Ces paroles rendirent la bouquetière toute sérieuse.

– Mais, reprit-elle au bout d’un instant, si je vous donnais de l’argent, moi, si j’aimais ce garçon, si je vous priais à mains jointes de me le rendre ?

– Toi, toi ! » dit le geôlier avec étonnement.

Il s’était levé, il regardait sa nièce pour voir si elle ne se moquait pas de lui. Quand il la vit grave et émue, il plia le dos, vaincu, adouci, consentant du geste.

– Ma foi, ajouta-t-il, je ferai ce que tu voudras... Tu es une trop bonne et trop belle fille.

Fine l’embrassa et parla d’autre chose. Désormais elle était sûre de la victoire. À plusieurs reprises, de loin en loin, elle reprit la conversation, elle habitua Revertégat à l’idée de laisser échapper Philippe. Elle ne voulait pas jeter son parent dans la misère, et elle lui offrit la première une récompense de quinze mille francs. Cette offre éblouit le geôlier qui dès lors lui appartint, pieds et poings liés.

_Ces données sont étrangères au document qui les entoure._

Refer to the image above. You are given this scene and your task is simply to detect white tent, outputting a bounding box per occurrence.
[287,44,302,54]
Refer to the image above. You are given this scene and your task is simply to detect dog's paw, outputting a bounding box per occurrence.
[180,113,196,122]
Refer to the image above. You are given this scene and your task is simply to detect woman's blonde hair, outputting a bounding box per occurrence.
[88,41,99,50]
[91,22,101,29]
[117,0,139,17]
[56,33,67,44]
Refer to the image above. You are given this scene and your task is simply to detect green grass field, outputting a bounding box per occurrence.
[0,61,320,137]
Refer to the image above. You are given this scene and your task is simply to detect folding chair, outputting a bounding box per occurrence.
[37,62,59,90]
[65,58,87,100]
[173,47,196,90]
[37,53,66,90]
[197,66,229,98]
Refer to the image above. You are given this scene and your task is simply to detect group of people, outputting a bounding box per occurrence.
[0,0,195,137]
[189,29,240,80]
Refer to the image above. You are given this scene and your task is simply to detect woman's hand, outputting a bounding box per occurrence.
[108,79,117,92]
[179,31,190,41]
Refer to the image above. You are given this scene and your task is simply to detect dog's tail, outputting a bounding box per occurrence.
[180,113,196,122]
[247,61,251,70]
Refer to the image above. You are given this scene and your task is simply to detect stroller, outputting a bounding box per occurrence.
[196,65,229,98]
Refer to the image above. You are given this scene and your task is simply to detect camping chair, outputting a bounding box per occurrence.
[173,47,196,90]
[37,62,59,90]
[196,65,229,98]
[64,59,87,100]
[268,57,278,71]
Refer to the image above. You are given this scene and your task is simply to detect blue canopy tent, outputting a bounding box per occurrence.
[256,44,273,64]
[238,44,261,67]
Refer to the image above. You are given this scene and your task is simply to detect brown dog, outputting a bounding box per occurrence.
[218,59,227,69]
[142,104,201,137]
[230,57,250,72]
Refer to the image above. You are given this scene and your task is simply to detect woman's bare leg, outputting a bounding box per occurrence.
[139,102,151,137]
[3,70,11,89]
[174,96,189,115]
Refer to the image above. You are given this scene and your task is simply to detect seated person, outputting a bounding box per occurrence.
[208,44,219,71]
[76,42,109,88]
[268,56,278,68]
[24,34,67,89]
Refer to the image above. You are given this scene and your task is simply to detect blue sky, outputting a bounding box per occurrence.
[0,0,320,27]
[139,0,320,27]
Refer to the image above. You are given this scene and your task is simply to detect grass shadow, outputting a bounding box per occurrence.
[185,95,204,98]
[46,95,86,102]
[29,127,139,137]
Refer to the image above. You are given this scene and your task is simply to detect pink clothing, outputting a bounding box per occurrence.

Et voilà comment Fine avait pu dire à Marius, avec son fin sourire : « Suivez-moi... Votre frère est sauvé.

Elle mena le jeune homme à la prison. En chemin, elle lui conta toute sa campagne, elle lui dit comment elle avait peu à peu gagné son oncle. L’esprit droit de Marius se révolta d’abord au récit de cette comédie. Puis il songea aux intrigues employées par M. de Cazalis, il se dit qu’il usait après tout des mêmes armes que ses adversaires, et le calme se fit en lui.

Il remercia Fine d’une façon touchante, il ne sut comment lui témoigner sa reconnaissance. La jeune fille, heureuse de sa joie émue, écoutait à peine ses protestations de dévouement.

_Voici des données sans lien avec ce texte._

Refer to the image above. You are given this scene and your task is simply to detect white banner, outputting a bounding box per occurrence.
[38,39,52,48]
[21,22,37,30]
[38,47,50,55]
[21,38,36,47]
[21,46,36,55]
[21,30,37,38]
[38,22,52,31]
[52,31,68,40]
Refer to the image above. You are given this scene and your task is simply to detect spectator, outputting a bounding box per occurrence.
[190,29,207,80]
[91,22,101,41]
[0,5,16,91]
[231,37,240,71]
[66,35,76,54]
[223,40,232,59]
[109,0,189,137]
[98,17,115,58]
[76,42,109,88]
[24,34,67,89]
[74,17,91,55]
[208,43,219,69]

Ils ne purent voir Revertégat que le soir. Le geôlier, dès les premiers mots de la conversation, montra à Marius ses deux petites filles qui jouaient dans un coin de la loge.

– Monsieur, dit-il simplement, voici mon excuse... Je ne demanderais pas un sou, si je n’avais ces enfants à nourrir.

Cette scène était pénible pour Marius. Il l’abrégea autant que possible. Il savait que le geôlier cédait à la fois par intérêt et par dévouement, et, s’il ne pouvait le mépriser, il se sentait mal à l’aise en concluant avec lui un marché pareil.

D’ailleurs, tout fut arrêté en quelques minutes. Marius déclara qu’il partirait le lendemain matin pour Marseille et qu’il en rapporterait les quinze mille francs promis par Fine. Il comptait aller les prendre chez son banquier : sa mère avait laissé une cinquantaine de mille francs qui se trouvaient placés chez M. Bérard, dont la maison était une des plus fortes et des plus connues de la ville. La bouquetière devait rester à Aix et y attendre le retour du jeune homme.

Il partit, plein d’espérance, voyant déjà son frère libre. Comme il descendait de la diligence, à Marseille, il apprit une nouvelle terrible qui l’écrasa. Le banquier Bérard venait d’être mis en faillite.